Question

Show that $\left|\begin{array}{ccc}a+b+2c&a&b\\c&b+c+2a&b\\c&a&c+a+2b\end{array}\right|$ = 2(a + b + c)³

Answer 1

Answer:

See the attachment

.

Step-by-step explanation:

In the attachment I have answered this problem.

See the attachment for detailed solution.

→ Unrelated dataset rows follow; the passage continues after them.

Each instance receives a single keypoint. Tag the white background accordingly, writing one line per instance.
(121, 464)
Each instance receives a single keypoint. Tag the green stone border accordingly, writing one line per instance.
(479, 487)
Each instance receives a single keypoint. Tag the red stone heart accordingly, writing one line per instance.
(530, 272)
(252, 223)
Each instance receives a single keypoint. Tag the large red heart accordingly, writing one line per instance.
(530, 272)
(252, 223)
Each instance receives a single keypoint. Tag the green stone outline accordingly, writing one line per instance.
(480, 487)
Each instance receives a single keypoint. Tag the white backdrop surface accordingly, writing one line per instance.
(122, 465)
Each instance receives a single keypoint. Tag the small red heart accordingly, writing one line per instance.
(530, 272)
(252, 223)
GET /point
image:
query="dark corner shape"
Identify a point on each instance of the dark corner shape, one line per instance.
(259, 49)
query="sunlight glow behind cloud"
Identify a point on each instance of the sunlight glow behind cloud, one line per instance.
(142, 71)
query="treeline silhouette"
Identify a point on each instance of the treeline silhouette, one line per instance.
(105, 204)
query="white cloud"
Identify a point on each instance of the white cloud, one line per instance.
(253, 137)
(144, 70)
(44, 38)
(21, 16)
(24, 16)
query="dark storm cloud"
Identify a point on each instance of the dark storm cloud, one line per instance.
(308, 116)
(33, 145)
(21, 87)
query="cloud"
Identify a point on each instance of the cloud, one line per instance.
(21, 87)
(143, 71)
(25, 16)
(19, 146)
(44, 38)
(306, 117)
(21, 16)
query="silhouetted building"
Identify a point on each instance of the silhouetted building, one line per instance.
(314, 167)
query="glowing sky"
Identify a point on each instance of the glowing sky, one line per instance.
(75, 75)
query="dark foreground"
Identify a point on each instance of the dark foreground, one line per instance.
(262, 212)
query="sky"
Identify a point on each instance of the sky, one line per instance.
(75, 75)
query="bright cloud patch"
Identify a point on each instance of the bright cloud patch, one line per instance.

I hope this answer helps you

Answer 2

$\left|\begin{array}{ccc}a+b+2c&a&b\\c&b+c+2a&b\\c&a&c+a+2b\end{array}\right|$

R3-> R3-R2

$\left|\begin{array}{ccc}a+b+2c&a&b\\c&b+c+2a&b\\c-c&a-b-c-2a&c+a+2b-b\end{array}\right|$

$\left|\begin{array}{ccc}a+b+2c&a&b\\c&b+c+2a&b\\0&-(a+b+c)&(a+b+c)\end{array}\right|$

taking (a+b+c) common from R3

$(a+b+c)\left|\begin{array}{ccc}a+b+2c&a&b\\c&b+c+2a&b\\0&-1&1\end{array}\right|$

C3->C3+C2

$(a+b+c)\left|\begin{array}{ccc}a+b+2c&a&b+a\\c&b+c+2a&2a+2b+c\\0&-1&0\end{array}\right|$

R1-> R1-R2

$(a+b+c)\left|\begin{array}{ccc}a+b+c&-a-b-c&-a-b-c\\c&b+c+2a&2a+2b+c\\0&-1&0\end{array}\right|$

taking (a+b+c) common from R1

$(a+b+c)^{2}\left|\begin{array}{ccc}1&-1&-1\\c&b+c+2a&2a+2b+c\\0&-1&0\end{array}\right|$

now expand the determinant along R3

$= 1(2a + 2b + 2c)( {a + b + c})^{2} \\ \\ = 2(a + b + c)( {a + b + c})^{2} \\ \\ = 2 {(a + b + c)}^{3} \\ \\ =R.H.S.$

Hence proved